L’art de la propagande à la sauce Trotkiste sénégalensis
Il faut répéter encore et encore le mensonge. Et lui chercher des caisses de résonance qui le renverront comme autant d’échos qui résonneront encore et encore dans l’inconscient collectif, au point de s’implémenter dans l’opinion publique qui finira alors par l’intégrer comme une vérité intangible.

Malheur en ce moment-là à la victime de cette campagne. Allez simplement demander aux juifs, quand Goebbels en eût fini avec eux !
Certains courants de pensée politique ont épousé les mêmes pratiques éprouvées et y excellent désormais. Surtout s’il s’agit de servir leurs causes et de se positionner sur l’échiquier politique.
Tout est prétexte aujourd’hui encore, pour mobiliser l’opinion autour de la supposée maladie du Ministre d’État Mahammed Dionne.
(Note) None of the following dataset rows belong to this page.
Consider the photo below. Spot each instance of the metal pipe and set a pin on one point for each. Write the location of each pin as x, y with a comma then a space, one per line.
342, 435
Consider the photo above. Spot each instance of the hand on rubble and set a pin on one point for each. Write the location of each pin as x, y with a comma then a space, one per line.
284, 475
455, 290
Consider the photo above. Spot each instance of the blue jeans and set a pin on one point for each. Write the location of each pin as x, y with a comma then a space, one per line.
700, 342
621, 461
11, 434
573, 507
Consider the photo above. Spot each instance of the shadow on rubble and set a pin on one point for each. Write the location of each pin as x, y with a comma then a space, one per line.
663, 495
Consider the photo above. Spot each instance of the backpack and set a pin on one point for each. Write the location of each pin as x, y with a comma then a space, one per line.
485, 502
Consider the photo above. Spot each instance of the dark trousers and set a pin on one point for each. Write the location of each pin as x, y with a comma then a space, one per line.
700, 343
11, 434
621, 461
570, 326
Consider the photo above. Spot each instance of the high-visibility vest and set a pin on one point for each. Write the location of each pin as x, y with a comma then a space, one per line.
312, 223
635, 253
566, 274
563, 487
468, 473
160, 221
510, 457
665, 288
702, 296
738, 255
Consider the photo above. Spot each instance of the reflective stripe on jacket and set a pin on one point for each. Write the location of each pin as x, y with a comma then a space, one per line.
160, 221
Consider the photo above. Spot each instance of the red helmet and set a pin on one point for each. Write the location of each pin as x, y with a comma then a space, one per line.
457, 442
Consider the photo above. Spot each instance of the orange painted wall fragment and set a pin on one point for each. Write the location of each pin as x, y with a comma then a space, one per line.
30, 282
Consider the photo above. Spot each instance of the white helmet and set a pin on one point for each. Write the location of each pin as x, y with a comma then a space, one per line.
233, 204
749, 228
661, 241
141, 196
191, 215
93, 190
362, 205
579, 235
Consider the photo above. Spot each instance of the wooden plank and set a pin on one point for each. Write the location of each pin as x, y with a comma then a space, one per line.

Un rendez-vous médical à Paris aura suffi à relancer la polémique et mobiliser tous leurs sites et media autour de cette fausse info vrai mensonge, pour tenter de ramener encore le débat sur l’incapacité de l’homme à remplir sa mission et assumer un statut d’homme d’Etat qui les dérange au plus haut point, tant son leadership les éteint, et les ravale au rang de simples subalternes du système.

Ces torchons déteignent absolument, dès qu’ils sont en présence de la serviette immaculée !
On ne peut dénier à personne le droit d’avoir une ambition légitime pour servir son pays.
Mais cette ambition ne doit être assouvie, et elle ne le sera jamais d’ailleurs, qu’à la seule condition qu’il faille éliminer toute personne considérée, à tord ou à raison, comme étant potentiellement mieux placée à assumer ce sacerdoce.

On est en plein délire paranoïaque au Sénégal, et à ce rythme, la pagaille va bientôt prendre la place de la démocratie apaisée qui a marqué notre marche depuis les indépendances.
Je m’étonne de parler de ce sujet, car depuis fort longtemps d’ailleurs, j’ai des préoccupations bien plus importantes que de devoir prendre part à des polémiques futiles et sans intérêt, ni pour moi, ni pour la grande majorité de nos concitoyens.